"I looked too young," wrote Fräulein Nietzsche, who tells the anecdote, "and the gardener did not take us seriously." What are we to think of this affair? It is hard to know. Was it only the chatter of a young girl to which Friedrich Nietzsche had hearkened for an instant? Or was it, on the contrary, a serious notion? Probably the latter. His spirit, hospitable to chimeras, ill knew what the world admits and what it does not admit. He came back to Basle. His pamphlet had provoked a good deal of discussion. "I read it, and re-read it," wrote Wagner, "and I swear to the great gods that I hold you to be the only one who knows what I want." "Your pamphlet is a thunderbolt," wrote Hans von Bülow. "A modern Voltaire ought to write: écr.... l'inf.... This international æsthetic is for us a far more odious adversary than red or black bandits."

Other good judges, elderly men in many cases, approved of the young polemist; Ewald (of Gottingen), Bruno Bauer, Karl Hildebrandt, "dieses letzten humanen Deutschen," said Nietzsche—"this last of the human Germans"—declared for him. "This little book," wrote the critic, "may mark a return of the German spirit towards serious thought and intellectual passion."

But these friendly voices were few.

"The German Empire," he had written, "is extirpating the German spirit." He had wounded the pride of a conquering people. In return, he suffered many an insult, many an accusation of scurviness and treachery. He rejoiced over it. "I enter society with a duel," he said; "Stendhal gave that advice." Complete Stendhalian that he was (or at least he flattered himself that he was), Nietzsche was, notwithstanding, accessible to pity. David Strauss died but a few weeks after the publication of the pamphlet, and Nietzsche, imagining that his work had killed the old man, was sorely grieved. His sister and his friends tried in vain to reassure him; he did not wish to abandon a remorse which was, moreover, so glorious.

Stimulated by this first conflict, he dreamt of vaster conflicts. With extraordinary rapidity of conception he prepared a series of treatises which he wished to publish under a general title: Unzeitgemässe Betrachtungen ("Thoughts Out of Season"). D. F. Strauss had furnished the subject of the first of the series. The second was to be entitled The Use and Abuse of History. Twenty others were to follow. His friends, ever the associates of his dreams, would contribute, he thought, to the work.

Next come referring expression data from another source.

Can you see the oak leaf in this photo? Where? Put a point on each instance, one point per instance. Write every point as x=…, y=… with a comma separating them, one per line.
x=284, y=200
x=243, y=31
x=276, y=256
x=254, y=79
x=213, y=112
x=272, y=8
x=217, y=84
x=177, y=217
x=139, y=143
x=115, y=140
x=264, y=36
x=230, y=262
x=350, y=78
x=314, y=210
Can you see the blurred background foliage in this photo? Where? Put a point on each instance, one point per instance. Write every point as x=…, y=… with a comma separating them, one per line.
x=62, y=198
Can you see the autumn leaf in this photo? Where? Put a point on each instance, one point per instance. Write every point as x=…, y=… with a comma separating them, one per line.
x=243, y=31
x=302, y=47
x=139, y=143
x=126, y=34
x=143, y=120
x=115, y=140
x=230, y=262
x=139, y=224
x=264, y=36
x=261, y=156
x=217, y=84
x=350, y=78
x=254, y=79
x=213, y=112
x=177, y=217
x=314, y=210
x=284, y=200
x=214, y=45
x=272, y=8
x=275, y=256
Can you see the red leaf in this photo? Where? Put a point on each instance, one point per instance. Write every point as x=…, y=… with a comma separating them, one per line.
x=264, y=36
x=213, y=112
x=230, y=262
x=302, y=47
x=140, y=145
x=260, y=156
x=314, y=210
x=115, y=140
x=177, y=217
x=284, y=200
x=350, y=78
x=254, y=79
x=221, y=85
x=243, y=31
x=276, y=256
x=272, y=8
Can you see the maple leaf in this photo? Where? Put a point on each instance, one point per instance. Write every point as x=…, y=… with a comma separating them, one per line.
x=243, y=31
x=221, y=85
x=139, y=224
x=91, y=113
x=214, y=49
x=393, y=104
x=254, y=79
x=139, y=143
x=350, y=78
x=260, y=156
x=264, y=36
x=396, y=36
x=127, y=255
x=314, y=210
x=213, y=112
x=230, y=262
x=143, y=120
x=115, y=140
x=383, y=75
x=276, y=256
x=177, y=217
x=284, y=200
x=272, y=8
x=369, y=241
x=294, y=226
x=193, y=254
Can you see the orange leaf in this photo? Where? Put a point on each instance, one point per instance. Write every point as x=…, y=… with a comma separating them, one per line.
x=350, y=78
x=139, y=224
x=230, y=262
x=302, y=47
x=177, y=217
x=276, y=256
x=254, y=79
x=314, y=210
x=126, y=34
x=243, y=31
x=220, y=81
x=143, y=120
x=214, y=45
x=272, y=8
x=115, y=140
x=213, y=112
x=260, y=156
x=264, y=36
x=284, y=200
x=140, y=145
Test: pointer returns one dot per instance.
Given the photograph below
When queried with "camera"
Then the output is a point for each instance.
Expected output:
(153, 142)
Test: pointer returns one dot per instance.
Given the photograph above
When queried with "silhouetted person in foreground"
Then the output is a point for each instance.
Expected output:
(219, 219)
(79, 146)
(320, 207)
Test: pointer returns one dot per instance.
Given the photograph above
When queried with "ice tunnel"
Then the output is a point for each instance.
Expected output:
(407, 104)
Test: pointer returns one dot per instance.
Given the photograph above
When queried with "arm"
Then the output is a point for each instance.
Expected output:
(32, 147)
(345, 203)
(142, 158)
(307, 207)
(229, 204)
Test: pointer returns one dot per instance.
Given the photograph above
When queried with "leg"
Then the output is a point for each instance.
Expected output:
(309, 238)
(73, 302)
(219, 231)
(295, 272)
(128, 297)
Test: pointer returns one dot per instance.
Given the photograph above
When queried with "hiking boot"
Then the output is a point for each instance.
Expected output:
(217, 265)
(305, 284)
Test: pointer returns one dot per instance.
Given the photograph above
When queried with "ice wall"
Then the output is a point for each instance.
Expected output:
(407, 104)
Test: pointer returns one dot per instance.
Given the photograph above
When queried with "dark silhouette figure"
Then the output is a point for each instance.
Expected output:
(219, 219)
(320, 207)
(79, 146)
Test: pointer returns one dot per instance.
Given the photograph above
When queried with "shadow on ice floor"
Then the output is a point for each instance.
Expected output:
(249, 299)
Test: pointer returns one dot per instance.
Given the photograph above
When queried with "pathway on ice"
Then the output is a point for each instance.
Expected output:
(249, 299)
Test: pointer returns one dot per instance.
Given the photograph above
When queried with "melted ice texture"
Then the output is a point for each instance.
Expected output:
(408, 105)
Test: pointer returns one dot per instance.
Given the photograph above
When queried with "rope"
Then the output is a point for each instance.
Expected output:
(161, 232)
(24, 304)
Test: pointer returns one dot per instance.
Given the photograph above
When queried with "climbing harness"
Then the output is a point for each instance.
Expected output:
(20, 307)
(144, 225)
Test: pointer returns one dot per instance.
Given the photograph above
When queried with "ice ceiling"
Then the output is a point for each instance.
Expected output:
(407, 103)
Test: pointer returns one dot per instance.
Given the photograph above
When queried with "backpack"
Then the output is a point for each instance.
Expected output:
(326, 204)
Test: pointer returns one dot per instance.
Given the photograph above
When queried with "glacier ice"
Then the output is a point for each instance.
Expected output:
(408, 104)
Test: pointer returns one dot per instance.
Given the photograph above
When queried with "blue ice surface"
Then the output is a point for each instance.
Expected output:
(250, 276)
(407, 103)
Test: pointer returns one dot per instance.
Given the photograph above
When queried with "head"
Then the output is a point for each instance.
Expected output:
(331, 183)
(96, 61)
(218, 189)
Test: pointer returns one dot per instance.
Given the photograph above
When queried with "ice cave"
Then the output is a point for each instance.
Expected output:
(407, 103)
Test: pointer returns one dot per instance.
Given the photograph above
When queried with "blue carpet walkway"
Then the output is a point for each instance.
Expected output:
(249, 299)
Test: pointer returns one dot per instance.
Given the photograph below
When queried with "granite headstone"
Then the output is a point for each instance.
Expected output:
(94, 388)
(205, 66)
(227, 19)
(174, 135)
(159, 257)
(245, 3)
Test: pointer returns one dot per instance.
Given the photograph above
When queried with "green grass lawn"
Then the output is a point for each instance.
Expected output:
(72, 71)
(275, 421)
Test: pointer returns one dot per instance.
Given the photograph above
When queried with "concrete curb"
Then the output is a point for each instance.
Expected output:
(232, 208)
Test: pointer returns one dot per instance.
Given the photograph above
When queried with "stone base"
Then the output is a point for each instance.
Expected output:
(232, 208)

Franz Overbeck had just published a little book entitled The Christianity of our Modern Theology. He attacked the German savants and their too modernist tendencies, which attenuated Christianity, and allowed the irrevocable and serious doctrine, which was that of the early Christians, to fall into oblivion. Nietzsche had Overbeck's Christlichkeit and his D. F. Strauss bound together. On the outside page he wrote six lines of verse.

"Two twins of the same house enter joyfully into the world—to devour the dragons of the world. Two fathers, one work. Oh, miracle! The mother of these twins is called Friendship."[1]

Friedrich Nietzsche hoped for a series of similar volumes, the work of many hands but inspired by one spirit.

"With a hundred men bred up to the conflict of modern ideas, inured to heroism," he then wrote, "all our noisy and lazy culture would be reduced to eternal silence. A hundred men of that stamp carried the civilisation of the Renaissance on their shoulders." A double hope and a vain one: his friends failed him, and he himself did not write his twenty pamphlets. Only their titles, and a few pages of rough outline, are left to us. On The State, The City, The Social Crisis, Military Culture, on Religion, what had he to tell us? Let us moderate our regrets; little perhaps; little, at all events, that could be called precious, as distinct from his desires and his complaints.